Biden also implies that such horrifying crimes are much more common than they actually are. Since 2013, Northeastern University criminologist James Alan Fox reports, “77 students in grades K-12 have been killed in 11 school mass shootings,” defined as attacks that injured at least four victims and killed at least one student. When other shootings are included, an average of 10 students are killed with criminals in K-12 schools each year. By comparison, Fox notes, the annual death toll from pool drownings in this age group is about 400.
Biden strives to create a much different impression. “According to new data just released by the Centers for Disease Control and Prevention, guns are the number one killer of children in the United States of America,” he says. “The number one killer. More than car accidents. More than cancer. Over the last two decades, more school-aged children have died from guns than on-duty police officers and active-duty military combined. Think about that: more kids than on-duty cops killed by guns, more kids than soldiers killed by guns.”
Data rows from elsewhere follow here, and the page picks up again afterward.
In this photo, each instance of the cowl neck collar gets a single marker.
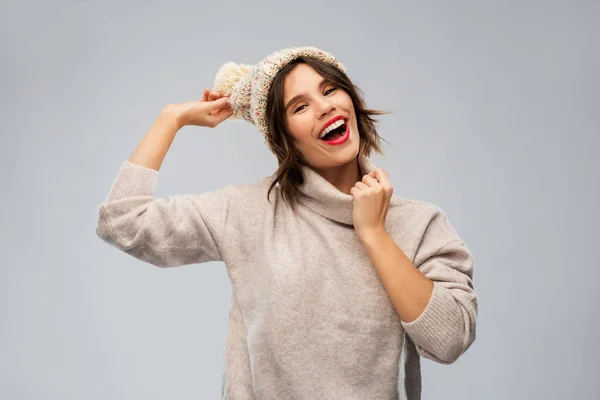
(324, 198)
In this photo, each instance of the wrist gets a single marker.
(171, 115)
(372, 235)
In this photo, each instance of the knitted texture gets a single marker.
(248, 85)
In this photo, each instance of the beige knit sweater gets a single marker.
(309, 317)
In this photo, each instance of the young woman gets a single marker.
(338, 285)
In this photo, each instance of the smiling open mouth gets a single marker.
(339, 129)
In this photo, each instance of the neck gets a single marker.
(343, 177)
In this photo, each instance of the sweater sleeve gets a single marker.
(446, 328)
(166, 232)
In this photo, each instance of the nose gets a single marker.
(325, 107)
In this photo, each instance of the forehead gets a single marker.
(302, 77)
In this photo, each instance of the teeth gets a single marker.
(331, 127)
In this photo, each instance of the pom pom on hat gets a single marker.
(226, 78)
(247, 86)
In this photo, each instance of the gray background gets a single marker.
(495, 119)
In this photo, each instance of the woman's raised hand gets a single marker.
(210, 111)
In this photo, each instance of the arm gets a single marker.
(434, 296)
(178, 230)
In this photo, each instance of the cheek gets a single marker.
(300, 127)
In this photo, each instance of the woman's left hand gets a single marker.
(370, 204)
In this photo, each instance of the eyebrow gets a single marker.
(323, 82)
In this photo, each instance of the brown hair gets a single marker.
(289, 174)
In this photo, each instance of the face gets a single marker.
(311, 104)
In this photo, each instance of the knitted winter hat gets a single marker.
(248, 85)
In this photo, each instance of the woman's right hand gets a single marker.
(210, 111)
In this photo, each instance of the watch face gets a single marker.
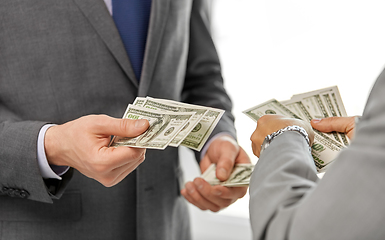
(265, 143)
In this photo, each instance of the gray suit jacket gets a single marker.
(288, 201)
(63, 59)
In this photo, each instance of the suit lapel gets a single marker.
(97, 13)
(158, 18)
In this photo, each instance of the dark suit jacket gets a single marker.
(62, 59)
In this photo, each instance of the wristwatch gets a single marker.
(266, 142)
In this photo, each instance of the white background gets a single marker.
(277, 48)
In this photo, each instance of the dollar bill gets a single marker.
(239, 177)
(321, 103)
(164, 126)
(170, 106)
(324, 149)
(202, 130)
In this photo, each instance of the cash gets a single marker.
(239, 177)
(172, 124)
(320, 103)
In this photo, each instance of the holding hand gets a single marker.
(335, 124)
(225, 152)
(83, 145)
(268, 124)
Given the context of Biden’s speech, which begins with a description of his visit to Uvalde, casual listeners might conclude that he is talking about school shootings. But he actually seems to be talking about all gun deaths among Americans 19 or younger, including suicides, regardless of where they occur. These “school-aged children” include adults, gang members shot by other gang members, and anyone 19 or younger who kills himself with a gun.
These are all serious problems, of course, but they have nothing to do with crimes like the Uvalde massacre and virtually nothing to do with “assault weapons,” which are rarely used in homicides. In 2019, according to the FBI’s numbers, handguns accounted for more than 90 percent of the weapons used in gun homicides where the type of firearm was specified. Just 5 percent of those guns were rifles, only a subset of which would qualify as “assault weapons.”
That bait-and-switch is characteristic of Biden’s approach to gun policy, which confusingly shifts focus between problems of vastly different nature and magnitude, making it impossible to pin down his argument. Policies aimed at reducing the frequency or lethality of rare mass public shootings, or even rarer school shootings, don’t necessarily apply to the much larger category of gun homicides, let alone suicides (which account for most gun deaths). It is hard to tell exactly what Biden expects to accomplish or why he thinks the laws he favors would accomplish it.
When you combine that vagueness with self-righteous certitude, you have a recipe for the political stalemate that Biden decries, pretending that he bears no responsibility for it. Given the godawful legislation that Congress tends to produce when both parties cooperate, that may be just as well.